Sinner, une première à la folie
Mené deux sets à rien par un Daniil Medvedev intouchable, Jannik Sinner est revenu de l’enfer pour s’imposer en cinq sets (3-6, 3-6, 6-4, 6-4, 6-3 en 3h44) et conquérir à 22 ans son premier titre du Grand Chelem, ce dimanche à l’Open d’Australie.

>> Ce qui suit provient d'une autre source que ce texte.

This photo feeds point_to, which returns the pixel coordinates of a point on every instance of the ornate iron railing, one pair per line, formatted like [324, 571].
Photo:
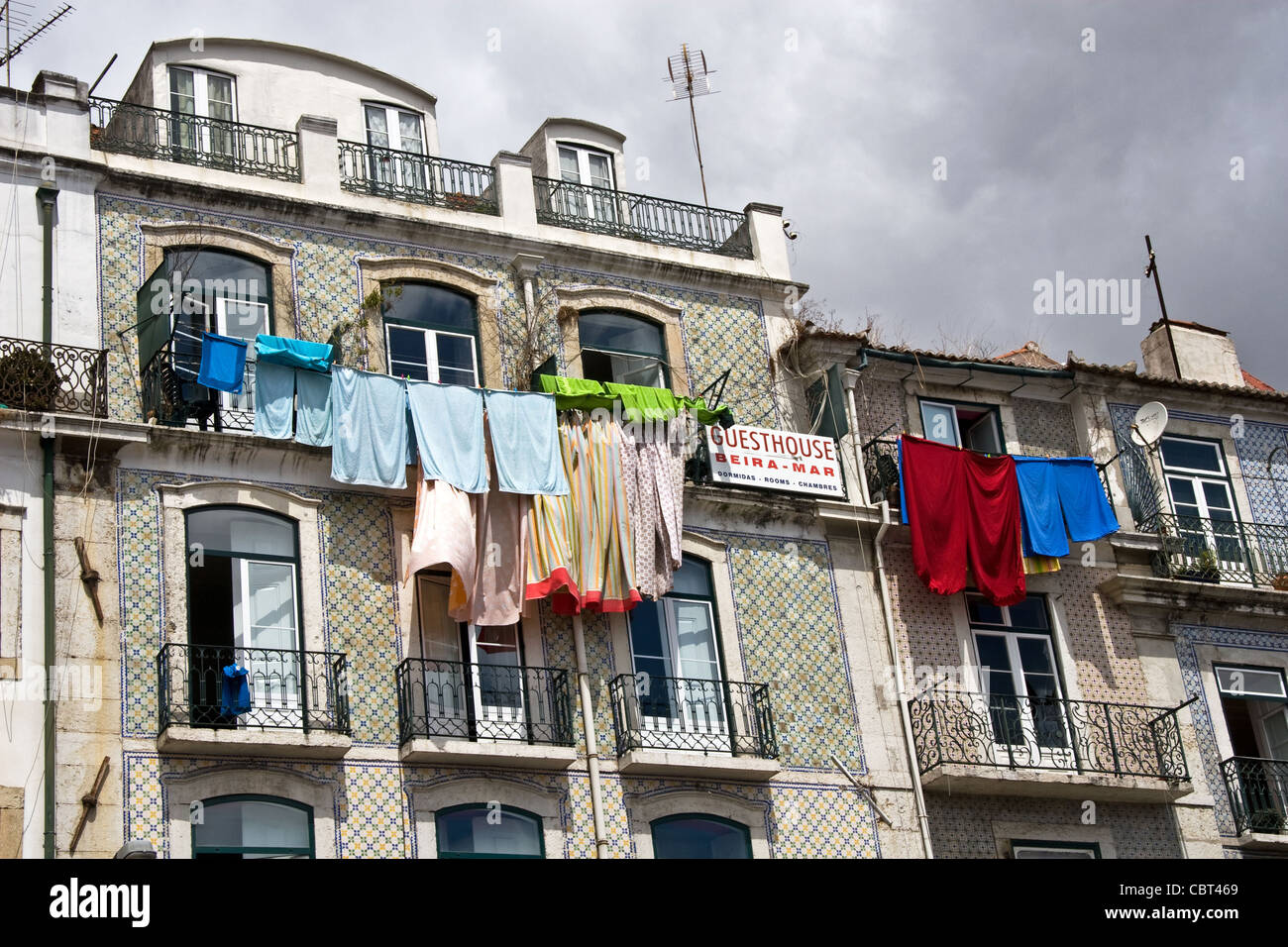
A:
[193, 140]
[421, 178]
[35, 376]
[284, 689]
[1220, 551]
[881, 468]
[694, 714]
[483, 701]
[1258, 793]
[1046, 733]
[172, 397]
[638, 217]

Il y a plusieurs façons de rentrer dans l’histoire et Jannik Sinner n’a certainement pas choisi la plus simple, mais peut-être bien la plus belle. Ce dimanche à l’Open d’Australie, l’Italien a relevé l’un des défis les plus colossaux qui soient au tennis : remonter deux sets de retard pour sa première finale de Gand Chelem et s’imposer en cinq sets face à un Daniil Medvedev longtemps intouchable avant de baisser de pied physiquement, 3-6, 3-6, 6-4, 6-4, 6-3 en 3h44.
A 22 ans, Sinner décroche ainsi son premier sacre majeur, mettant fin à 47 ans d’attente pour le tennis transalpin masculin qui n’avait plus été à pareille fête depuis le sacre d’Adriano Pannatta à Roland-Garros en 1976, même si personne n’oublie les succès plus récents de Francesca Schiavone (Roland-Garros 2010) et Flavia Pennetta (US Open 2015), côté femmes.
Sa consécration, attendue, est le fruit d’une longue montée en puissance depuis plusieurs années, mais qui s’était fait particulièrement pressante ces derniers mois et plus encore ces derniers jours, avec une quinzaine parfaite jusque-là et ce chef d’œuvre réussi en demi-finale pour déboulonner le maître des lieux, Novak Djokovic. Un succès qui sentait bon la passation de pouvoir.
Restait deux écueils à surmonter, et de taille : l’inconnu d’une première finale de Grand Chelem et évidemment le nom de son ultime adversaire, Daniil Medvedev, beaucoup plus aguerri à ces sommets même si son parcours durant cet Open d’Australie avait été aussi plus chaotique, et même éreintant.
Vainqueur de trois matches en cinq sets face à Emiil Ruusuvuori au deuxième tour, Hubert Hurkacz en quarts et Alexander Zverev en demies, le Russe aura donc fini par payer sa débauche d’énergie. Ce n’est tout de même pas pour rien qu’aucun joueur, dans l’ère Open, n’a remporté un Grand Chelem après avoir survécu à quatre marathons en cinq sets. Même pour un joueur aussi hors norme et insaisissable que Medvedev, c’était trop…
On ne sait si Daniil connaissait cette statistique mais une chose est sûre : il connaissait son autonomie physique limitée dans cette finale, et son obligation de l’attaquer pied au plancher, contrairement à la plupart de ses matches précédents ici, pour la gagner. Il l’a fait, et de quelle manière…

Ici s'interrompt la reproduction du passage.